I ran lnt w/ spec2006 and didn't witness any related performance degradations. However if you could also run it (for more coverage if you have other externals, and to double-check me) that would be great.

One thing I did notice is that this specific sext-in-reg may be optimized away if left alone: DAGCombiner checks whether the value was already sign extended and drops it (this actually happens in vselect-avx.ll). This suggests that at least on some conditions this X86 optimization is redundant all together, but this requires thorough checking beyond this bug fix.

Thanks,
Gil

Hi Gil,

Thanks for checking.
I will try to give a try later this week.

One question though!

First, some context.
I can see what kind of bug your patch fixes but I am not convinced that we should remove the SHRUNK_BLEND node. This node prevents optimization on VSELECT (either generic or target specific) to take place later on. This is required because the boolean feeding the related node does not match anymore the expected layout of x86 generic boolean and if those optimizations happens, we may generate wrong code.

Please clarify how your patch addresses that.

Thanks,
-Quentin

gilr added a comment.Jan 29 2015, 6:09 AM

Hi Quentin,

Ahh, right, removing the SHRUNK_BLEND node would re-invalidate the booleaness property of the VBLEND condition.
I'll prepare a new patch which keeps the SHRUNK_BLEND node and only fixes the DemandedMask bug (to protect other callers to SimplifyDemandedBits).

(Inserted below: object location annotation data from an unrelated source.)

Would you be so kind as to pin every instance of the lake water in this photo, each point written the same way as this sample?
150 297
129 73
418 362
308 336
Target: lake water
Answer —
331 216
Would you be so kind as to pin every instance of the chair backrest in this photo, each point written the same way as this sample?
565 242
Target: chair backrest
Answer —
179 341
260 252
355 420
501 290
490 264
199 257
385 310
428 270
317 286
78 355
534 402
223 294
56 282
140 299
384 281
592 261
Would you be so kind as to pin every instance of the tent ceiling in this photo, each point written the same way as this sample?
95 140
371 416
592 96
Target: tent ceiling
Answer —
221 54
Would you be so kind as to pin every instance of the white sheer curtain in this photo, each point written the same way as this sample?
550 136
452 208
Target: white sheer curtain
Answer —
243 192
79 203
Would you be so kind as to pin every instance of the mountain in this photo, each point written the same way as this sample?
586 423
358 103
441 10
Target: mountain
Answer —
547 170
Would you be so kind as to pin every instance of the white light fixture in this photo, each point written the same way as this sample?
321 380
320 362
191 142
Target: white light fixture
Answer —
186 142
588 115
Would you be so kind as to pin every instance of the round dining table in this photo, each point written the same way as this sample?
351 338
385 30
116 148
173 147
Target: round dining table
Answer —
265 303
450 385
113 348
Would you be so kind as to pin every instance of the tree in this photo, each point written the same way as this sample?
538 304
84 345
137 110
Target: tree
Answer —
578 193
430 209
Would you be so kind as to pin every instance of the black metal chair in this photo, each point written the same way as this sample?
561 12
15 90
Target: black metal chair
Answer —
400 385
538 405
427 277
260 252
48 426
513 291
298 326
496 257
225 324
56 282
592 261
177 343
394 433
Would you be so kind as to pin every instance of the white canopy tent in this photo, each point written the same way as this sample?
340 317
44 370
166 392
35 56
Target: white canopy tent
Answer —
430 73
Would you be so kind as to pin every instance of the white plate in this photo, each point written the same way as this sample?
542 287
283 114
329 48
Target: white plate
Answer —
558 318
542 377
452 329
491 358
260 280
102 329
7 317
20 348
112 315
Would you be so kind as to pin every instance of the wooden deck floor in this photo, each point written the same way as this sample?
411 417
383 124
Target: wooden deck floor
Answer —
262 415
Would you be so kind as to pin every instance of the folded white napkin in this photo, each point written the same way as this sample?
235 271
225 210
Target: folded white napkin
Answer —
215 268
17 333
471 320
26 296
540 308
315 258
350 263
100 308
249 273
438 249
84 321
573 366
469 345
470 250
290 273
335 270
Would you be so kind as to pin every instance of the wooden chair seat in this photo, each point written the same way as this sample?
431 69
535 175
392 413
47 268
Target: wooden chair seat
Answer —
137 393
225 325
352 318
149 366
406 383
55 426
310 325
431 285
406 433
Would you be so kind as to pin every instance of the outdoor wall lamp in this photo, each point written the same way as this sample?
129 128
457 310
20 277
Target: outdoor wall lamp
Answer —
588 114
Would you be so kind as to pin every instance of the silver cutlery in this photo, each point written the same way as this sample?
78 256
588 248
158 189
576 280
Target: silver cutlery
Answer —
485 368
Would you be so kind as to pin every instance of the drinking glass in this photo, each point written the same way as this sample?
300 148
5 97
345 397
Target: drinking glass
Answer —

I'll also look into narrowing this optimization to skip cases where the sext-in-reg could provably be removed on account of all bits already being set.

Thanks,
Gil

Hi Gil,

When do you think you will update the patch?

I am trying to plan when I should spare some time to look into the benchmarks.

Thanks,
-Quentin

gilr added a comment.Feb 5 2015, 1:25 PM

Hi Quentin,

Hopefuly early next week (still looking into narrowing the optimization down).

Thanks,
Gil

gilr updated this revision to Diff 19651.Feb 10 2015, 2:03 AM
gilr edited edge metadata.

This patch modifies the SIGN_EXTEND_INREG case of SimplifyDemandedBits by:

  • Fixing the bug (by using the multi-use guarded) NewMask instead of DemandedMask.
  • Avoiding simplifying to shl when the sext-in-reg is known to already be sign-extended, as we can expect it to be removed altogether (by DAGCombiner::visitSIGN_EXTEND_INREG()).
qcolombet accepted this revision.Feb 16 2015, 11:06 AM
qcolombet edited edge metadata.

Hi Gil,

Thanks for your patience.

The patch does not impact the benchmarks in either direction.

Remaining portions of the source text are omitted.